All Hell Broke Loose
Michael Lerner, editor of the left-wing magazine Tikkun, accused Alexander of “verbal violence” because Alexander uncovered a series of extreme statements that Lerner made in the 1960s. Among other things, Lerner had written, “The Jewish community is racist, internally corrupt, and an apologist for the worst aspects of American capitalism and imperialism” and “The synagogue as currently established will have to be smashed.”
In response to Alexander’s article, Lerner said that he was sorry he had made those statements, but they were part of his “adolescent rebellion,” although he was 27 at the time. Lerner announced he would sue any newspaper that published Alexander’s article. The Jewish Voice and Opinion of New Jersey published it anyway. Lerner did not sue.
Lerner’s anger at Alexander did not quickly subside. Three years later, Lerner and Alexander were invited to participate in a panel discussion in New York City about the Israeli-Arab conflict. Lerner said he would not participate if Alexander was included. Alexander was bumped.

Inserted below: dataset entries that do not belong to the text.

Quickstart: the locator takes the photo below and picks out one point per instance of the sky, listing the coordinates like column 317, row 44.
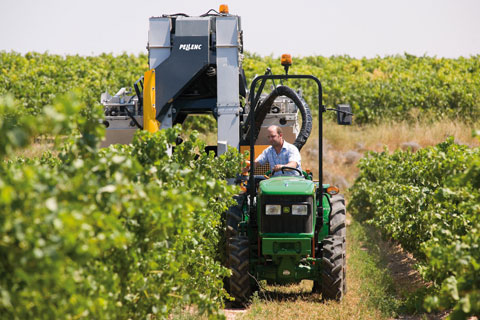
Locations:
column 367, row 28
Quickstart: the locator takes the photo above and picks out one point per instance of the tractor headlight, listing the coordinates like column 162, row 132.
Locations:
column 299, row 209
column 273, row 209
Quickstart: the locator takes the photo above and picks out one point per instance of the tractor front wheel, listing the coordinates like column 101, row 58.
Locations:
column 238, row 261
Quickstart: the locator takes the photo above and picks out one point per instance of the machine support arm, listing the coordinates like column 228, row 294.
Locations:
column 253, row 103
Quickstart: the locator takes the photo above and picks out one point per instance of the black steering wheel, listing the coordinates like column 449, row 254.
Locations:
column 291, row 168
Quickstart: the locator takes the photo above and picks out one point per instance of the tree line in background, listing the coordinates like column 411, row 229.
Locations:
column 428, row 201
column 389, row 88
column 125, row 232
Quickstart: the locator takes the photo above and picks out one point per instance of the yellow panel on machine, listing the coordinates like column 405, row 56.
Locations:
column 150, row 122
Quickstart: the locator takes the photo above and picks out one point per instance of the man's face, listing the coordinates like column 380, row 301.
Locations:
column 274, row 138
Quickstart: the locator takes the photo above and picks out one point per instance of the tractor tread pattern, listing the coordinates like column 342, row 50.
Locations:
column 333, row 268
column 240, row 287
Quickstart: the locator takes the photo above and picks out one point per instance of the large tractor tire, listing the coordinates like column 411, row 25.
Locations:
column 333, row 268
column 338, row 226
column 239, row 285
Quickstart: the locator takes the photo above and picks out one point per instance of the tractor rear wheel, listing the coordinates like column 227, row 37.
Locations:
column 333, row 268
column 238, row 261
column 338, row 226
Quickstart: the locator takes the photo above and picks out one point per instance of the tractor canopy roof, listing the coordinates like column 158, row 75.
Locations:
column 287, row 185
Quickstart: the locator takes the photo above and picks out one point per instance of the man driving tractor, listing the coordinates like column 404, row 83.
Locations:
column 280, row 154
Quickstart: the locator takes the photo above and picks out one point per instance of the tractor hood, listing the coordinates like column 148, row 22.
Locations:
column 287, row 185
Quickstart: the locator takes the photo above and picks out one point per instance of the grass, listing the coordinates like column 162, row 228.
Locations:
column 371, row 291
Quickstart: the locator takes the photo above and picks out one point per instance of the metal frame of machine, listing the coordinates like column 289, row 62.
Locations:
column 195, row 67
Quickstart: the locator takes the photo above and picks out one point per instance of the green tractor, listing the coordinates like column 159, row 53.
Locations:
column 285, row 229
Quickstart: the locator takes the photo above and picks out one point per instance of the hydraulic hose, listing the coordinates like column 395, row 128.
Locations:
column 264, row 108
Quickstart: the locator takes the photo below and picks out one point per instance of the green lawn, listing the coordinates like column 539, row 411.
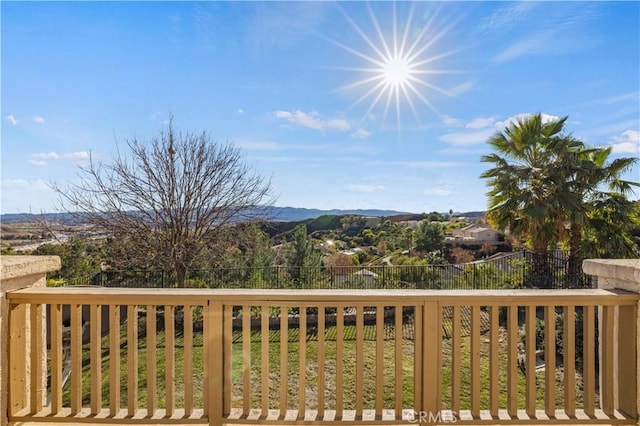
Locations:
column 311, row 371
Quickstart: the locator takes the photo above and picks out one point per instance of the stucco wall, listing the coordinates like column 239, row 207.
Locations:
column 18, row 272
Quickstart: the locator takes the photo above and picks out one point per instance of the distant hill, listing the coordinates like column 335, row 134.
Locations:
column 280, row 214
column 292, row 214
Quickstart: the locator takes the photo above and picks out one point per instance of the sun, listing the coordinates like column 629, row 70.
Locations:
column 398, row 64
column 396, row 72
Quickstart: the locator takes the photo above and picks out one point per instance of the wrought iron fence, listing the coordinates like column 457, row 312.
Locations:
column 515, row 270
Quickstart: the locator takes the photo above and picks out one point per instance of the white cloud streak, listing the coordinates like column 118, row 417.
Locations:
column 11, row 119
column 481, row 123
column 313, row 121
column 482, row 128
column 363, row 188
column 627, row 143
column 361, row 133
column 437, row 192
column 40, row 159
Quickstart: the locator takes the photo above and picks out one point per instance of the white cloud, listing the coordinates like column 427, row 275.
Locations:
column 437, row 192
column 462, row 88
column 363, row 188
column 27, row 195
column 11, row 119
column 46, row 156
column 313, row 121
column 533, row 44
column 22, row 184
column 565, row 29
column 361, row 133
column 450, row 121
column 546, row 118
column 427, row 164
column 481, row 123
column 467, row 138
column 258, row 145
column 38, row 159
column 482, row 128
column 627, row 143
column 506, row 17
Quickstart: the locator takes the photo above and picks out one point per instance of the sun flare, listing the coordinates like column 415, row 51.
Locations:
column 397, row 64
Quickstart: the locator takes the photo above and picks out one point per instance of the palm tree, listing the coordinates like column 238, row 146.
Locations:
column 548, row 188
column 523, row 197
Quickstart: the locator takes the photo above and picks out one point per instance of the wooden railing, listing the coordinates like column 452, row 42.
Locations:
column 324, row 357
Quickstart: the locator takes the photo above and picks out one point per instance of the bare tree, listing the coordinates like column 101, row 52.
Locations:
column 167, row 199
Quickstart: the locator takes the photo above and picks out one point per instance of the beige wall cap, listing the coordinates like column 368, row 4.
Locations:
column 19, row 266
column 613, row 269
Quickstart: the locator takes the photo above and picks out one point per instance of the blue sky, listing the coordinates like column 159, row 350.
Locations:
column 344, row 105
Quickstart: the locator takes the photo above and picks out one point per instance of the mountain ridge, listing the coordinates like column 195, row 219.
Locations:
column 280, row 214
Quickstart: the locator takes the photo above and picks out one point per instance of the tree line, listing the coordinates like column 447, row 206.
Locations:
column 182, row 200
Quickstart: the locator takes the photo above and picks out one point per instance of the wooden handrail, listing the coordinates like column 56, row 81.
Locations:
column 254, row 370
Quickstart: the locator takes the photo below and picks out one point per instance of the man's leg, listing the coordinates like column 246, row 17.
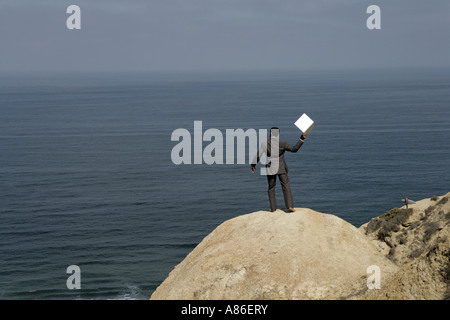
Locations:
column 287, row 192
column 272, row 180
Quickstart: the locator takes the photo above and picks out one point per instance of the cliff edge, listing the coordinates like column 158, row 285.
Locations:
column 265, row 255
column 312, row 255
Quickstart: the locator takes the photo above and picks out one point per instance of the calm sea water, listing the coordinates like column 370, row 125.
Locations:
column 86, row 176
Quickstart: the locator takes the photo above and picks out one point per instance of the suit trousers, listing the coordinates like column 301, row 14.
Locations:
column 285, row 186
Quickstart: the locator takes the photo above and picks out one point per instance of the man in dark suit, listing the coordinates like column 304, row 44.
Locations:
column 276, row 166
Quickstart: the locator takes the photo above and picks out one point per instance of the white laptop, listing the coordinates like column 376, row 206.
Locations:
column 304, row 123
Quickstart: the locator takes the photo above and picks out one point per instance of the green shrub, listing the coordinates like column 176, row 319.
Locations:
column 430, row 229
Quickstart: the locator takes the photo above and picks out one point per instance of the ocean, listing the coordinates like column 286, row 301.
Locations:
column 87, row 179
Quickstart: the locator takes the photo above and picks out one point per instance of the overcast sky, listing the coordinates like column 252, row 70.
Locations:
column 147, row 35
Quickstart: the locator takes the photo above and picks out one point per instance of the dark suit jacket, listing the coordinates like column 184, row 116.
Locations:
column 283, row 146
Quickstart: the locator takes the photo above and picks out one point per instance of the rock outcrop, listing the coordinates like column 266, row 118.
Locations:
column 265, row 255
column 312, row 255
column 417, row 239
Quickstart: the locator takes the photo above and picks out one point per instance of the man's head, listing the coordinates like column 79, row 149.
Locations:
column 274, row 131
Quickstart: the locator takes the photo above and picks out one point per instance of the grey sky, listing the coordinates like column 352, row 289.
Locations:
column 202, row 35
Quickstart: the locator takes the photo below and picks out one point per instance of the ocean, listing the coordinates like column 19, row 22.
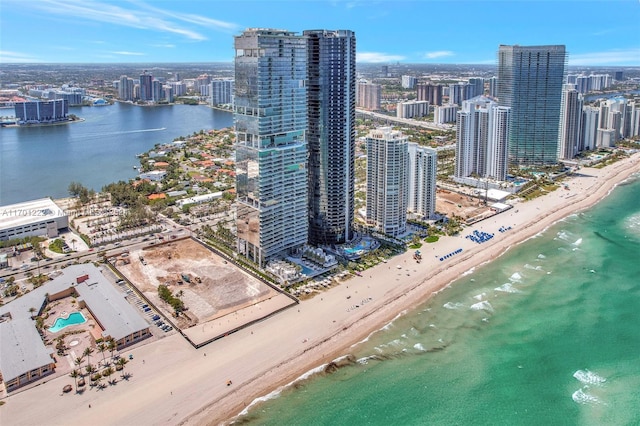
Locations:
column 37, row 162
column 549, row 333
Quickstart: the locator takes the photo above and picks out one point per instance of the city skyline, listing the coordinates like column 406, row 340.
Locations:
column 52, row 31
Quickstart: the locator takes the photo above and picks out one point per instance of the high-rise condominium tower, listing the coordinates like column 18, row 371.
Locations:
column 570, row 123
column 482, row 130
column 331, row 66
column 422, row 180
column 530, row 82
column 387, row 180
column 270, row 114
column 146, row 87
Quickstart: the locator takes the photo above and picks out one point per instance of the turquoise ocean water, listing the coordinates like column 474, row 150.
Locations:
column 548, row 334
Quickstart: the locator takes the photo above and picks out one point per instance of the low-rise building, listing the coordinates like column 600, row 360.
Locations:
column 25, row 358
column 32, row 218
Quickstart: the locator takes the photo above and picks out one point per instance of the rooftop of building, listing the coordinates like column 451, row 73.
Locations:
column 14, row 215
column 22, row 348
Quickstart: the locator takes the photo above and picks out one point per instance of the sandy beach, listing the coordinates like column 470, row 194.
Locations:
column 173, row 383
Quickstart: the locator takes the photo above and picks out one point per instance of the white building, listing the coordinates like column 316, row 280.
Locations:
column 590, row 124
column 412, row 109
column 408, row 82
column 482, row 131
column 221, row 91
column 24, row 357
column 387, row 180
column 570, row 123
column 422, row 180
column 445, row 114
column 40, row 217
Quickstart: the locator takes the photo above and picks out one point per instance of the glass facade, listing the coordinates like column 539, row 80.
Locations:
column 530, row 82
column 270, row 115
column 387, row 180
column 331, row 134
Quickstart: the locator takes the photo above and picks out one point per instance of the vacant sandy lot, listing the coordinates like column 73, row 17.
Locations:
column 210, row 287
column 467, row 207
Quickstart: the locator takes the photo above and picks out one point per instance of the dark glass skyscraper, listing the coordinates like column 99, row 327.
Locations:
column 331, row 65
column 530, row 82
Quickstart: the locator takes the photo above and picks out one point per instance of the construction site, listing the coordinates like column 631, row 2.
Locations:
column 470, row 209
column 217, row 296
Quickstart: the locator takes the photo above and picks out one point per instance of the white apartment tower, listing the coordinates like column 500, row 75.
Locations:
column 270, row 115
column 482, row 134
column 387, row 180
column 570, row 123
column 422, row 180
column 590, row 124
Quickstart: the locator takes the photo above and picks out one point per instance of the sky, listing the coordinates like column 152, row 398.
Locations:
column 595, row 32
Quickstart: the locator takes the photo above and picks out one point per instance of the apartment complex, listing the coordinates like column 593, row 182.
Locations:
column 422, row 181
column 570, row 123
column 270, row 114
column 530, row 82
column 331, row 65
column 482, row 130
column 387, row 180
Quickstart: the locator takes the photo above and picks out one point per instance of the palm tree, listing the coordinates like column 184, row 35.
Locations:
column 102, row 348
column 121, row 363
column 87, row 352
column 75, row 374
column 107, row 373
column 78, row 362
column 90, row 369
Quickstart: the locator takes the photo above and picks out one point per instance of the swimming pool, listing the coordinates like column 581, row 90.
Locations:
column 73, row 319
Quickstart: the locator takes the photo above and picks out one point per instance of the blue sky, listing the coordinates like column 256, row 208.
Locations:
column 596, row 32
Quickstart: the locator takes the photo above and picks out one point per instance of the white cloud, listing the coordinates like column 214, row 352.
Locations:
column 611, row 57
column 375, row 57
column 142, row 16
column 8, row 57
column 124, row 52
column 438, row 54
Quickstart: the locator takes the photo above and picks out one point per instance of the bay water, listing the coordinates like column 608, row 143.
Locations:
column 547, row 334
column 41, row 161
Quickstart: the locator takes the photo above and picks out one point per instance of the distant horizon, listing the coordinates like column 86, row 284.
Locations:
column 230, row 63
column 596, row 33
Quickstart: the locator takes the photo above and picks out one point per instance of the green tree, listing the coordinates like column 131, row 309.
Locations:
column 121, row 363
column 87, row 353
column 102, row 348
column 74, row 373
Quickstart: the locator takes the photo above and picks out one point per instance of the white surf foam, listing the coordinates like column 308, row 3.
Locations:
column 507, row 288
column 581, row 397
column 589, row 377
column 533, row 268
column 450, row 305
column 276, row 393
column 482, row 306
column 480, row 296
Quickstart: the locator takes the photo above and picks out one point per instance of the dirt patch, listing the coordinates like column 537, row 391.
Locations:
column 209, row 286
column 452, row 203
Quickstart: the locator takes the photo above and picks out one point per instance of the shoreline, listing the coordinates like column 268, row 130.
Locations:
column 181, row 385
column 558, row 214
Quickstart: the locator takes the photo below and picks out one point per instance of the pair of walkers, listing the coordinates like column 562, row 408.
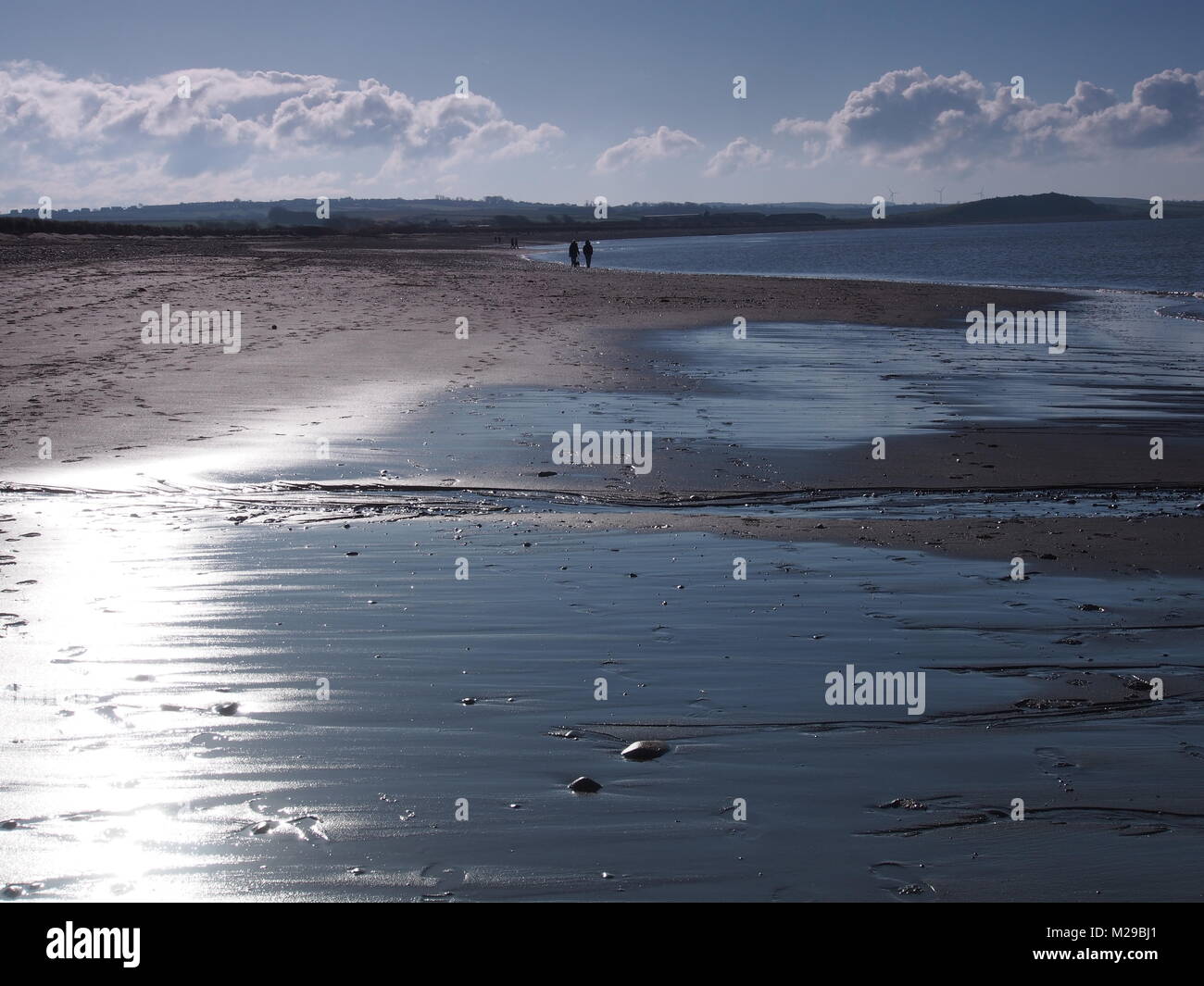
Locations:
column 574, row 255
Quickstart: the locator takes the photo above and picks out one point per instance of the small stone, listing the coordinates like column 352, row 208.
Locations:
column 646, row 749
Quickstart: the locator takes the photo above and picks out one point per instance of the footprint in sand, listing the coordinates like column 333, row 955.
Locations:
column 1058, row 765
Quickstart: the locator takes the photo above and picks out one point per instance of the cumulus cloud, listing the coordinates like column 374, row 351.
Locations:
column 739, row 155
column 662, row 144
column 236, row 129
column 911, row 119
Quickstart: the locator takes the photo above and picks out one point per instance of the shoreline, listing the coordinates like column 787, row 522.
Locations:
column 85, row 378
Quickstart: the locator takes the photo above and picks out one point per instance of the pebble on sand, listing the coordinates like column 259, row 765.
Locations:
column 646, row 749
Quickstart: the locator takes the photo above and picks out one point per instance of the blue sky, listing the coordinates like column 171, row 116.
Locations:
column 631, row 100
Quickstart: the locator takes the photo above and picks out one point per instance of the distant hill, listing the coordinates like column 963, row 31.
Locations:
column 1018, row 208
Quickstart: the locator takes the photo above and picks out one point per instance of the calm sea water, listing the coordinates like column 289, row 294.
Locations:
column 1166, row 256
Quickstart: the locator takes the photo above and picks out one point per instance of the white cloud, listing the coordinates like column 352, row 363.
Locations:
column 661, row 144
column 911, row 119
column 739, row 155
column 239, row 133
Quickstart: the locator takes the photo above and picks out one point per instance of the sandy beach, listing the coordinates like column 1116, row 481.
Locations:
column 217, row 535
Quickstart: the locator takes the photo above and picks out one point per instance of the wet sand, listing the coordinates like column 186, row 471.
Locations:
column 219, row 559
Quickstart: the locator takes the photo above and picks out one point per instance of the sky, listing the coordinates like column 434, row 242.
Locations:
column 562, row 103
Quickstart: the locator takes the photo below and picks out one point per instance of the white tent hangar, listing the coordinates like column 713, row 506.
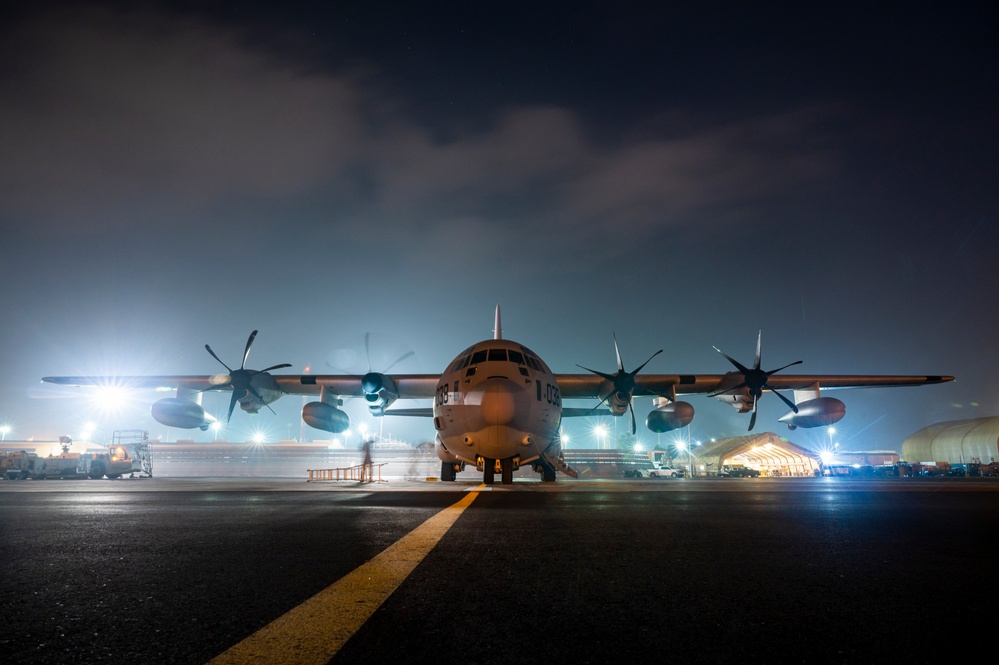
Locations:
column 957, row 442
column 767, row 452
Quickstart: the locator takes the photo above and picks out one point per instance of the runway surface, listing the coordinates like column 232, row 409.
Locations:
column 814, row 570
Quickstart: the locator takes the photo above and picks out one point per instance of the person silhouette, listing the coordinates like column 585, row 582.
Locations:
column 366, row 467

During the Q & A, the chairman of the event invited Prof. Alexander, who was in the audience, to offer a brief comment. Alexander later described what ensued:
“Even before I reached the floor microphone, Lerner began bellowing into his microphone that he wouldn’t stand for this, that it violated the ‘rules of the discussion’…Every time I tried, Lerner would raise his voice to interrupt. When I said that ‘it’s clear Mr. Lerner hasn’t forgotten the tactics he learned in the Free Speech Movement at Berkeley,’ all hell broke loose…Bedlam continued for 15-20 minutes.” When the next questioner criticized Lerner, he “rose in a rage and stormed out of the hall.”
A New Battle
A star in the field of English literature studies, Alexander was repeatedly invited to serve as a visiting professor at Hebrew University. He and Leah lived in Jerusalem for a number of years, and their home became the center of a group of influential Zionist intellectuals. Alexander was particularly close to Shmuel Katz, the former member of the Irgun High Command and biographer of Revisionist Zionist leader Vladimir Ze’ev Jabotinsky.
Although Alexander’s literary scholarship continued over the years, an increasingly large portion of his time was devoted to what he termed “the Jewish wars.”